BERLIN – With its single spire, the Gothic Cathedral of Notre Dame, once the tallest building in Christendom, has dominated the skyline of the French city of Strasbourg for centuries. On Dec. 23, 2000, the marketplace beneath the cathedral was bustling with shoppers and tourists – a scene captured on video by a group of men believed to be Algerians who had traveled by car from Germany.

“This cathedral is God’s enemy,” an Arabic speaker said on the shaky 20-minute video, which also recorded jihad battle songs on the car’s cassette player as the men allegedly planned a bomb attack on the marketplace. “Here we see the enemies of God as they stroll about. You will go to hell, God willing.”

The video captured the group’s final preparations to set off a bomb eight days later, during New Year’s celebrations, and unleash what could have been one of Europe’s deadliest terrorist attacks, according to German police and prosecutors.

An intercepted phone call between one of the men seeking more cash and the group’s alleged leader, who was based in London, tipped British intelligence to the plot, according to a report by Italy’s antiterrorist police.

On Dec. 26, a special German police unit raided apartments the men had rented in Frankfurt.

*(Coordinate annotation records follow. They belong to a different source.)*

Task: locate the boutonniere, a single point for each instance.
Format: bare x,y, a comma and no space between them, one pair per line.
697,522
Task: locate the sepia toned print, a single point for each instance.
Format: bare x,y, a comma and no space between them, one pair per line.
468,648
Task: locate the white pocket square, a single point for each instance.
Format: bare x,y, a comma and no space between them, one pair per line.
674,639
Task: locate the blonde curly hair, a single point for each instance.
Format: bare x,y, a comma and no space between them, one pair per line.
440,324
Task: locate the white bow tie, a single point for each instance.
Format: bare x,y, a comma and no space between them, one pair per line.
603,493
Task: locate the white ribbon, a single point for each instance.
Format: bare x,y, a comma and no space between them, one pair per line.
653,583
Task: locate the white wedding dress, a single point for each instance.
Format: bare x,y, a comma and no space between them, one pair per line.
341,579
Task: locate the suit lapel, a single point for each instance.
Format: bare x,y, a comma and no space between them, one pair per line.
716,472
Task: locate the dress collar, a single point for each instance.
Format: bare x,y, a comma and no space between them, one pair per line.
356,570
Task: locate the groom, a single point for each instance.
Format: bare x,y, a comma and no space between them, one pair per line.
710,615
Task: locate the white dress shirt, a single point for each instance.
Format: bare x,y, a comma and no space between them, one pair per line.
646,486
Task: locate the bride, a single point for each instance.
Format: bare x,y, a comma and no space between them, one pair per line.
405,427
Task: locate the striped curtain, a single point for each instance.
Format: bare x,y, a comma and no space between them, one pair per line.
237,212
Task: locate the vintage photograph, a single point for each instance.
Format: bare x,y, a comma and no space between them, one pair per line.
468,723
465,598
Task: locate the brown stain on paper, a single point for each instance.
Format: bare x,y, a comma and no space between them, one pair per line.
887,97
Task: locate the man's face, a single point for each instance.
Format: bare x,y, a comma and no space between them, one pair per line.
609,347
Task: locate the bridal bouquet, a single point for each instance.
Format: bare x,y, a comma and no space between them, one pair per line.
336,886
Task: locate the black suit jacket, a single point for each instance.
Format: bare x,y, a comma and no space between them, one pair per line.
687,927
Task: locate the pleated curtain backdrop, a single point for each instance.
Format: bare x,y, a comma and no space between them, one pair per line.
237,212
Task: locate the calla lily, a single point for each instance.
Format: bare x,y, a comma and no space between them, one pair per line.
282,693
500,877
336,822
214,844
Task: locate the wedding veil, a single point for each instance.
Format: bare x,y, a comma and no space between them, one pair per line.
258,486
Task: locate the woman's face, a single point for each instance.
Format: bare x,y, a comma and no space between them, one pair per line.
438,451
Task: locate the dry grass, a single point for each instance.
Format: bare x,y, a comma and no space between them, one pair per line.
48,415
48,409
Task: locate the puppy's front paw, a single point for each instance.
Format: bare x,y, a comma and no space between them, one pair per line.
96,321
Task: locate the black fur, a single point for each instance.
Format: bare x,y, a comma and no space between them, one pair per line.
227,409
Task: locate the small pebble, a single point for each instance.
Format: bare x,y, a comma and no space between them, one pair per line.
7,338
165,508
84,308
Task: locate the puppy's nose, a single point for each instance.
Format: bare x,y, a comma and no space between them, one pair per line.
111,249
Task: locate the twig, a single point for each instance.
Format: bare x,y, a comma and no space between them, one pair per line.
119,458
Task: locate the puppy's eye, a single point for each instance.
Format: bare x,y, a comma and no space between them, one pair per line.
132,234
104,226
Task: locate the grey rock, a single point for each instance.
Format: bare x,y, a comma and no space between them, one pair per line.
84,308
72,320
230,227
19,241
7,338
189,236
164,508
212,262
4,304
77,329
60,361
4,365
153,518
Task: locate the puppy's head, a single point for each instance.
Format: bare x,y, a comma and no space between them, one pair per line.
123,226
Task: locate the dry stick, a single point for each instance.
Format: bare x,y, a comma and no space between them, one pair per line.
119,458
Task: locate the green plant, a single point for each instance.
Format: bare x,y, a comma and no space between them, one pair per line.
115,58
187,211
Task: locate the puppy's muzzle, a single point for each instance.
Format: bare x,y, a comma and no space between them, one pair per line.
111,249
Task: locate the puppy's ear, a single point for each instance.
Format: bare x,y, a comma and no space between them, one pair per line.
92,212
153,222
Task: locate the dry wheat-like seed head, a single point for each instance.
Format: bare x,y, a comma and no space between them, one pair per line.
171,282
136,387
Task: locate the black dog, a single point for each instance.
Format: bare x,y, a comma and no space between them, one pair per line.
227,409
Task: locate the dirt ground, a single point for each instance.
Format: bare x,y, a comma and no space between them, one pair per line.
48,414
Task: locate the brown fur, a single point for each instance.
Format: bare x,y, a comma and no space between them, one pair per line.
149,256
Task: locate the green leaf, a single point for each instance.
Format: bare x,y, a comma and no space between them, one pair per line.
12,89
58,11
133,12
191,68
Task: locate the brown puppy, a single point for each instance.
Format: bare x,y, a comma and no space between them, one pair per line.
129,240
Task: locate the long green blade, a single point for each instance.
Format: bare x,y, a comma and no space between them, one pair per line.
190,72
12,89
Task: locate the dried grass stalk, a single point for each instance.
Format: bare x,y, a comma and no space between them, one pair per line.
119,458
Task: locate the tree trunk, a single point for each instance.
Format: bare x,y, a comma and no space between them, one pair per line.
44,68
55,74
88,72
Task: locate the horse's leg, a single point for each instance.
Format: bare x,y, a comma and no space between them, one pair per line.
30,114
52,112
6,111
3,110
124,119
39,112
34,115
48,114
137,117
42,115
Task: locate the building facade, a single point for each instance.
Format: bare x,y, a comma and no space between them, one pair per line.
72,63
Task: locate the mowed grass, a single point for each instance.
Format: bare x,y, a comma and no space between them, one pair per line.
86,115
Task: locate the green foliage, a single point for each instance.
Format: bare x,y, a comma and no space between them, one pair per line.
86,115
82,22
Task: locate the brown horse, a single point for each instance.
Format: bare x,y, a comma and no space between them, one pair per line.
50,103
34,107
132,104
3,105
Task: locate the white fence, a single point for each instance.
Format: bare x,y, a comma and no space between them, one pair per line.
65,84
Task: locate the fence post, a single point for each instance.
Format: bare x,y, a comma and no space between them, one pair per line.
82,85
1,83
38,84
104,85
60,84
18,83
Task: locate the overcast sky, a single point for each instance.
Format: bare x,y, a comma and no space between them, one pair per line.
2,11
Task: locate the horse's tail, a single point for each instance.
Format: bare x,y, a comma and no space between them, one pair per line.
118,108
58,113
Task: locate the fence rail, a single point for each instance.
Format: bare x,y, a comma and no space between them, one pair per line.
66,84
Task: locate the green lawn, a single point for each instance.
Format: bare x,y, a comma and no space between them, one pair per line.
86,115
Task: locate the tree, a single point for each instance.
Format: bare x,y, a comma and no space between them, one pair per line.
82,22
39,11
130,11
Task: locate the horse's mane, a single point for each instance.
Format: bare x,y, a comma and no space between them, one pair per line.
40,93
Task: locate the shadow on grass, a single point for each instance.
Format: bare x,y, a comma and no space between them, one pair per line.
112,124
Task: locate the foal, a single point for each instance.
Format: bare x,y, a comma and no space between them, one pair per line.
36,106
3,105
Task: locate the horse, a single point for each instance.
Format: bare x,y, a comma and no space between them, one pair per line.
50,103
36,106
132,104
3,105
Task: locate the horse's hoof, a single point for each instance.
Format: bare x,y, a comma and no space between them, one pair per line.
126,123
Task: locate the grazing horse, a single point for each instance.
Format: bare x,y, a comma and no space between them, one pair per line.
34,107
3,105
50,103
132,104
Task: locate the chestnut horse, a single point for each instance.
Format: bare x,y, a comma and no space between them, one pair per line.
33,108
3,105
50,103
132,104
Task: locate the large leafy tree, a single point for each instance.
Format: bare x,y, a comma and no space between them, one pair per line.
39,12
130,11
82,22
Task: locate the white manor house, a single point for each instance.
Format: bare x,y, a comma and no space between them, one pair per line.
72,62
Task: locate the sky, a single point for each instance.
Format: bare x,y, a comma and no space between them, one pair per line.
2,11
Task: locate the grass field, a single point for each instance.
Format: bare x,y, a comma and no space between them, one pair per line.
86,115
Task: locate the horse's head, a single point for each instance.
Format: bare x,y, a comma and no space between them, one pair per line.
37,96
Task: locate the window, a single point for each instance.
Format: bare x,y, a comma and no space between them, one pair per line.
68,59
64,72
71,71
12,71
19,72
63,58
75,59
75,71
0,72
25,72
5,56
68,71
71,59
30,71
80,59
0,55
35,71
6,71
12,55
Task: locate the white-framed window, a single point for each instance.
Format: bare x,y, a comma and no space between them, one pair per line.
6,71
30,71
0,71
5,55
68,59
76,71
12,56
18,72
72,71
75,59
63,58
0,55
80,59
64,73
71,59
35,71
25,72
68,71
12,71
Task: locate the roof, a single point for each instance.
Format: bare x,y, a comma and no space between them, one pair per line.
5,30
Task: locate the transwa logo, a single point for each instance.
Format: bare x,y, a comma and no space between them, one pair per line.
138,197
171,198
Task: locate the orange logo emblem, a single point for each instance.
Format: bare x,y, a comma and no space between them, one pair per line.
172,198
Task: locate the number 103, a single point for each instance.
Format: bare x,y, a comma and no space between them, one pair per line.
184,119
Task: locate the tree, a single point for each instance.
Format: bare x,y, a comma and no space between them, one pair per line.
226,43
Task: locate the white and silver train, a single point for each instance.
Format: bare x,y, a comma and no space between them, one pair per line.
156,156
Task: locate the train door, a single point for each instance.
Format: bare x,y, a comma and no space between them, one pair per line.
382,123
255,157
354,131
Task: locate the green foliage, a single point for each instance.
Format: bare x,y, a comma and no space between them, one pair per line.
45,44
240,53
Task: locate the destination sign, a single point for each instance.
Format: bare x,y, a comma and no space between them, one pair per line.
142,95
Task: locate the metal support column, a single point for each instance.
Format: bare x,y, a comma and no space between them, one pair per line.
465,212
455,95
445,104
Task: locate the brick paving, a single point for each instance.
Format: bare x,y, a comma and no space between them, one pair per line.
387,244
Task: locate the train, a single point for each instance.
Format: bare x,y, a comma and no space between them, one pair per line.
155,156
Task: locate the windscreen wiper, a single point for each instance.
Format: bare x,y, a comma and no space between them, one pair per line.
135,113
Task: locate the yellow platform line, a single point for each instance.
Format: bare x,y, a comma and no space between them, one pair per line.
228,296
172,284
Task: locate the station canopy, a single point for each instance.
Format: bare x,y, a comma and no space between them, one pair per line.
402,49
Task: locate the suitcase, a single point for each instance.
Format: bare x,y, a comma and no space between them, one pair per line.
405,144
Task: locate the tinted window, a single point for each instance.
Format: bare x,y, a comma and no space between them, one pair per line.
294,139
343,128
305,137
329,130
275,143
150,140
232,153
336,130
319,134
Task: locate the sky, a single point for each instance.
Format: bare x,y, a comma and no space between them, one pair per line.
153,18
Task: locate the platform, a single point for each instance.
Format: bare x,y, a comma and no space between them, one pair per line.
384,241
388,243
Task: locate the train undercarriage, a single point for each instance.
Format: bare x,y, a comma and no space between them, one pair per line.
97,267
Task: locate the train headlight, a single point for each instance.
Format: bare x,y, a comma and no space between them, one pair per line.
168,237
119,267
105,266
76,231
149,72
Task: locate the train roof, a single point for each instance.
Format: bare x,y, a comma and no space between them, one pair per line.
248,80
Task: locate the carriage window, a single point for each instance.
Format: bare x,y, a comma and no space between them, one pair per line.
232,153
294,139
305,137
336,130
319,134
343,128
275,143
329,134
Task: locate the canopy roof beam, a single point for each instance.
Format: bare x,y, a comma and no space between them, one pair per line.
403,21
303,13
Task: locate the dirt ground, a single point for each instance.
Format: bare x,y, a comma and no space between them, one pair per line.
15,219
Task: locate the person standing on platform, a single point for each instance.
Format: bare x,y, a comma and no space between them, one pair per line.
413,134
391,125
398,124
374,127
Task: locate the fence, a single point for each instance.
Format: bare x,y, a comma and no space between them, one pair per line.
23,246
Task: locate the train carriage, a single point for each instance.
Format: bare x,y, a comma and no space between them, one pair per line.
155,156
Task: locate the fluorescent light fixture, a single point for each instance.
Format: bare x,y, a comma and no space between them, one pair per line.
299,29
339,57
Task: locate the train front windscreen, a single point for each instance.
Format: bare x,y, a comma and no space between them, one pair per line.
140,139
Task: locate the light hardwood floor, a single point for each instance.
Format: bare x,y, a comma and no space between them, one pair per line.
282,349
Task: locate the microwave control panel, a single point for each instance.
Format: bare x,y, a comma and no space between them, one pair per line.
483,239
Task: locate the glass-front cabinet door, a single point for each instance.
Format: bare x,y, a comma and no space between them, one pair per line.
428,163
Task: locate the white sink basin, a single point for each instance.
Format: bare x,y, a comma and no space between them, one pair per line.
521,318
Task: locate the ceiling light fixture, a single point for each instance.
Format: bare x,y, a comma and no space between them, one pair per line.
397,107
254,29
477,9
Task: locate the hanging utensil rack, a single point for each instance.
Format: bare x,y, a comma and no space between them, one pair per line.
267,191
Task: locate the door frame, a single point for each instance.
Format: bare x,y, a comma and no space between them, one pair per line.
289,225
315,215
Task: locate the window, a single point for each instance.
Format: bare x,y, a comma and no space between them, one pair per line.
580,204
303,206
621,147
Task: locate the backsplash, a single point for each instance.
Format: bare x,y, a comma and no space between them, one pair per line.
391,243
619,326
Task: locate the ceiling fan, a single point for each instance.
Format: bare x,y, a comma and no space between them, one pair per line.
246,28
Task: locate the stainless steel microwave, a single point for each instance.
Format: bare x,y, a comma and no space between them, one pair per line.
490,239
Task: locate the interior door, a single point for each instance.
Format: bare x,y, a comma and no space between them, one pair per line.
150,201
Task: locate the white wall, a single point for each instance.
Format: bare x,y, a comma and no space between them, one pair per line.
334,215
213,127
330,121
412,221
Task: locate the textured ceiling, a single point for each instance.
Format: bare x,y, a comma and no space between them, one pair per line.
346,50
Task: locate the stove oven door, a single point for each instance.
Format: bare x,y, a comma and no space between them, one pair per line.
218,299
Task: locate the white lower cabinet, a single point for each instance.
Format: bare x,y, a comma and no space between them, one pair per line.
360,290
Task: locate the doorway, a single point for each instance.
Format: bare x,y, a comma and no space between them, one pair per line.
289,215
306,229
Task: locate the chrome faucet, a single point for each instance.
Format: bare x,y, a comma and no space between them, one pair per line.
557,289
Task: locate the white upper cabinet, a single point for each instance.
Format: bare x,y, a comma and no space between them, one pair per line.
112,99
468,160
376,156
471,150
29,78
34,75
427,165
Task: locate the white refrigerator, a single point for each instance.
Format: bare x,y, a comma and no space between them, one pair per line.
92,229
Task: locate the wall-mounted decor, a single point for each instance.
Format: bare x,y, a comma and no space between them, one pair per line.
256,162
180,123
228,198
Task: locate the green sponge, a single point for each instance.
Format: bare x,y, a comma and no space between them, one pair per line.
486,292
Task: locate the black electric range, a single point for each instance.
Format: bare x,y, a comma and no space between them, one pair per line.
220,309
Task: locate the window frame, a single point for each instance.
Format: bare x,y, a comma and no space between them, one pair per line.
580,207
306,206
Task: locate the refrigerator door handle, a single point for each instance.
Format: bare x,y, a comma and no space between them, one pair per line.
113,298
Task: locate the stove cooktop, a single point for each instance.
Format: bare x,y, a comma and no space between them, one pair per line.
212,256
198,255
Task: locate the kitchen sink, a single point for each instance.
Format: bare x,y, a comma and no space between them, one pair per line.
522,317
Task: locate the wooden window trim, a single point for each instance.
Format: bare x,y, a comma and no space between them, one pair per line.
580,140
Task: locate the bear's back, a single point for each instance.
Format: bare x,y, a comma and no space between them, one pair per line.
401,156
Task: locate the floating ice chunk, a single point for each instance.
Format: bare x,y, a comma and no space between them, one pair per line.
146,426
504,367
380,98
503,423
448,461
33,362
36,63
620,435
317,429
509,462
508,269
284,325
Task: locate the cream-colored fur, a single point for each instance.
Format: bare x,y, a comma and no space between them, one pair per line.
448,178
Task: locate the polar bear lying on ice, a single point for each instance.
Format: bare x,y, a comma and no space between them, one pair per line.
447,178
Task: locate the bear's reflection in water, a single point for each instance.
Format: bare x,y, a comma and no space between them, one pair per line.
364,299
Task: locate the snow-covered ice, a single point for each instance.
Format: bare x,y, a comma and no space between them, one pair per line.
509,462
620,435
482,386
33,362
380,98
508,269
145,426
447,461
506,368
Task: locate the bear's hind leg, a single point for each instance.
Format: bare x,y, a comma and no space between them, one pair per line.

The police found a bomb-making laboratory and seized a detonation device, machine guns, rifles with long-distance sights, $14,000 in cash, fake passports made in Thailand and the homemade video.

Yesterday, in one of the first major trials of a cell linked to Osama bin Laden’s al-Qaida terrorist network, five men went on trial in Frankfurt for planning the attack in Strasbourg. They are charged with planning to commit murder, planning to cause an explosion, belonging to a terrorist organization and falsifying documents, as well as various weapons offenses.